Wednesday, September 17, 2008

Gliding High

“Straight ahead is Kitchener. Guelph’s at 2 o’clock. Can you hear me?”
I breathed slowly and deeply to fend off panic. It didn’t do a god damn thing. Every inch of my body shook. Good thing I was sitting down.
“Do you want to take the controls?” yelled Steve.
I brought my right hand over to rest on the joystick. I couldn’t stop the trembling in my hand, let alone steer the plane.
“We’re hitting a thermal,” he said.
Nauseated, about to pass out, I clenched my teeth. What if the wind tore us apart? What if my instructor had a seizure or a heart attack? Who would land the plane? Terror squeezed the oxygen from my lungs as I braced for a wild ascent.

This was one of the best days of my life.

Life had been dull as of late. Being conscious seemed an insensible slog. Life had lost its newness; sobriety had lost its novelty. The voices in my head grew louder. You can have a drink. You can smoke a joint. Where had the edge gone? Where were the highs? My life was a windowless, airless, florescent-lit room stacked with reports no one ever read. On the subway, on the street, in meetings and shops, I felt the creeping approach of decay and irrelevance. I prayed not to do anything stupid.

Then a letter came in the mail.

“One Free Introductory Gliding Lesson” read the gift certificate. On the card, a pilot wearing shades sat in the cockpit of a glider, vertical toward the stratosphere. My boyfriend purchased the lesson for me, in a not so subtle attempt to shake me out of my doldrums. The Southern Ontario Soaring Association (SOSA) Gliding Club invited me to quit whining and fly.
Gliding as a sport started more or less because of the Treaty of Versailles. After World War I Germany was restricted from manufacturing or using powered aircraft. Aviators, jonesing for the sky, developed, designed and flew motorless planes. They discovered how to surf the natural forces in the atmosphere to fly farther and faster. By the time World War II came around, the Germans had a supply of pilots ready to be trained in warplane operation.

Some of the old guys who run SOSA look like they could have flown in World War II. There are some hard core aviators at SOSA, retirees who live to fly.

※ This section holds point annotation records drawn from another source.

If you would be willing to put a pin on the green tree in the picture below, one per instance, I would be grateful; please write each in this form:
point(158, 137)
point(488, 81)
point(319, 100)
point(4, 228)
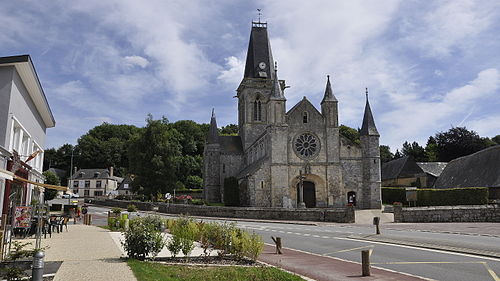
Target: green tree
point(496, 139)
point(105, 146)
point(385, 154)
point(431, 150)
point(414, 150)
point(53, 179)
point(154, 157)
point(194, 182)
point(350, 133)
point(457, 142)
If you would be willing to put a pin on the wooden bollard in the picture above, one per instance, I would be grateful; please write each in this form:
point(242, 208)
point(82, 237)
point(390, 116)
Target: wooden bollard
point(365, 262)
point(277, 241)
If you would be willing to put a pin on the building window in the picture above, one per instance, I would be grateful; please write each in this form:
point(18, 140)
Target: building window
point(257, 110)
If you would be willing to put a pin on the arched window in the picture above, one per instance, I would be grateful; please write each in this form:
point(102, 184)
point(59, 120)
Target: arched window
point(257, 110)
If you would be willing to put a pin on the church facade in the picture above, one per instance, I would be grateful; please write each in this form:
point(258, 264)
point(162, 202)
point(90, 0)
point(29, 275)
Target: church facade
point(290, 159)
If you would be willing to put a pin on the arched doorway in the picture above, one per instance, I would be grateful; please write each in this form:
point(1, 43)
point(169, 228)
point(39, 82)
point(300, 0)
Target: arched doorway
point(351, 198)
point(309, 194)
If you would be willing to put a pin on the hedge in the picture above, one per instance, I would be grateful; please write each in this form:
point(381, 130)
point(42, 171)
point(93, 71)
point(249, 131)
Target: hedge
point(438, 197)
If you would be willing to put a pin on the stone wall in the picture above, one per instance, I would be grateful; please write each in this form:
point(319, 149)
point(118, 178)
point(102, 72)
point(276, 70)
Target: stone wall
point(472, 213)
point(342, 215)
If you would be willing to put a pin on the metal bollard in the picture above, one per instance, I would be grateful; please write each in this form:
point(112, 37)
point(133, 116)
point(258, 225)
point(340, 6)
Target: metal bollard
point(365, 262)
point(376, 222)
point(37, 271)
point(277, 240)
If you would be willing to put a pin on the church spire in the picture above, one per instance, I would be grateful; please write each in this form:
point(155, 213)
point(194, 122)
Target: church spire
point(213, 133)
point(259, 62)
point(368, 128)
point(328, 92)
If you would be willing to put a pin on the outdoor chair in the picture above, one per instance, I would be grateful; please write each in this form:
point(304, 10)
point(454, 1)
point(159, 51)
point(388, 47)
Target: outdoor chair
point(64, 222)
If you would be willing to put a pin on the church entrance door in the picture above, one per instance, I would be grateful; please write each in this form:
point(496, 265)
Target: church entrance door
point(309, 194)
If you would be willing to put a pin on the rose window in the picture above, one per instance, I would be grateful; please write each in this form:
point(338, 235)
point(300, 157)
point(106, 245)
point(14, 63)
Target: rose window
point(306, 145)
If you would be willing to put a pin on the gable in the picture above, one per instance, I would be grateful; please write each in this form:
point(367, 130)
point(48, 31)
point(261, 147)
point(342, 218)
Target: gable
point(296, 114)
point(481, 169)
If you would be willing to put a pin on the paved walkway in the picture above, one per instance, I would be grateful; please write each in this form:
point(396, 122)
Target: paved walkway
point(88, 253)
point(327, 268)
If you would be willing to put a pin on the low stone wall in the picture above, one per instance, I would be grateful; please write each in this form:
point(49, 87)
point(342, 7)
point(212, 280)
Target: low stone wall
point(342, 215)
point(143, 206)
point(472, 213)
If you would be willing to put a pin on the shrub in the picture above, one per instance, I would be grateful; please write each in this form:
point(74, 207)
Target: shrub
point(231, 192)
point(143, 239)
point(254, 247)
point(185, 231)
point(393, 194)
point(438, 197)
point(131, 208)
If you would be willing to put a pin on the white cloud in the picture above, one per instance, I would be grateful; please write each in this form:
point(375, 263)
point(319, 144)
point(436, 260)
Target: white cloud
point(136, 60)
point(447, 25)
point(233, 72)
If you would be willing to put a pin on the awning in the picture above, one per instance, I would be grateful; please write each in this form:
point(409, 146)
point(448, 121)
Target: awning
point(44, 185)
point(4, 174)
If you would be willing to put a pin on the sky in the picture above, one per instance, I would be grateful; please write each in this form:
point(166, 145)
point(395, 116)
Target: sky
point(428, 65)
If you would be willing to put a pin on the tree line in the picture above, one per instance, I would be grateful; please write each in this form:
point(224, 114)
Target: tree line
point(164, 156)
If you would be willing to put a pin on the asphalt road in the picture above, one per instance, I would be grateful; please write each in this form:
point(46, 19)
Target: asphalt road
point(336, 240)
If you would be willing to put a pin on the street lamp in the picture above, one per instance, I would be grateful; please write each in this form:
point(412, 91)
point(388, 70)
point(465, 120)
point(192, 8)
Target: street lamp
point(301, 190)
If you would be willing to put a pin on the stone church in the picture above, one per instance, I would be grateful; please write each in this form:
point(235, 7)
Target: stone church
point(290, 159)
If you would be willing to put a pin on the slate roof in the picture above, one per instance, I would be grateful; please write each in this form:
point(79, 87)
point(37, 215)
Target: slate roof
point(127, 180)
point(231, 144)
point(213, 133)
point(59, 172)
point(481, 169)
point(400, 168)
point(432, 168)
point(328, 92)
point(83, 174)
point(259, 50)
point(368, 128)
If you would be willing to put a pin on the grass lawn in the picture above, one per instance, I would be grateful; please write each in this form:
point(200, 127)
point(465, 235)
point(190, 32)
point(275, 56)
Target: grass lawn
point(149, 271)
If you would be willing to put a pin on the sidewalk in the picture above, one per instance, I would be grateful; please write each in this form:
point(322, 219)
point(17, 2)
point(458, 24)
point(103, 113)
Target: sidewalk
point(327, 268)
point(88, 253)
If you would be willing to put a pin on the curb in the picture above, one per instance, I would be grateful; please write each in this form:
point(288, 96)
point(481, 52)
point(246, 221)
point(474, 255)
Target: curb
point(430, 246)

My guy Steve had been flying for thirty years. You are in good hands at SOSA.

The most frightening part of the lesson was being dragged to 3000 feet by the tow plane.

Every lurch, bump and dip felt extreme. Imagine turbulence. Now imagine being able to see turbulance infront of you, in the bobbing and weaving of the tow plane. There’s no in-flight entertainment system to distract you, no episodes of Curb Your Enthusiasm to watch. This is flight — heady, exhilerating, weird.

At 3000 feet the rope connecting the tow plane and glider released (yeah, it’s only a rope that keeps you fastened). Then off we went into the wild blue yonder; soaring, dipping, rising.

I began to relax half way into the flight. The terror of surrendering to natural forces eased into wide-eyed awe. Stretched below, verdant, bucolic, Southern Ontario: the cities of Kitchener, Waterloo, Hamilton, shiny grey clusters. Above, cumulus clouds, white wisps and patches of condensed air, the friend of gliders everywhere. By the time we sailed down to land on SOSA’s grass airstrip, I wanted to grab the control stick and head skyward again. Sheer bare-headed bloody freedom.

SOSA offers intro gliding flights on the weekend until the end of October. They also offer introductory aerobatic flights. To top it off, it’s across the way from African Lion Safari. But doing both in one day — that might be too much excitement to handle.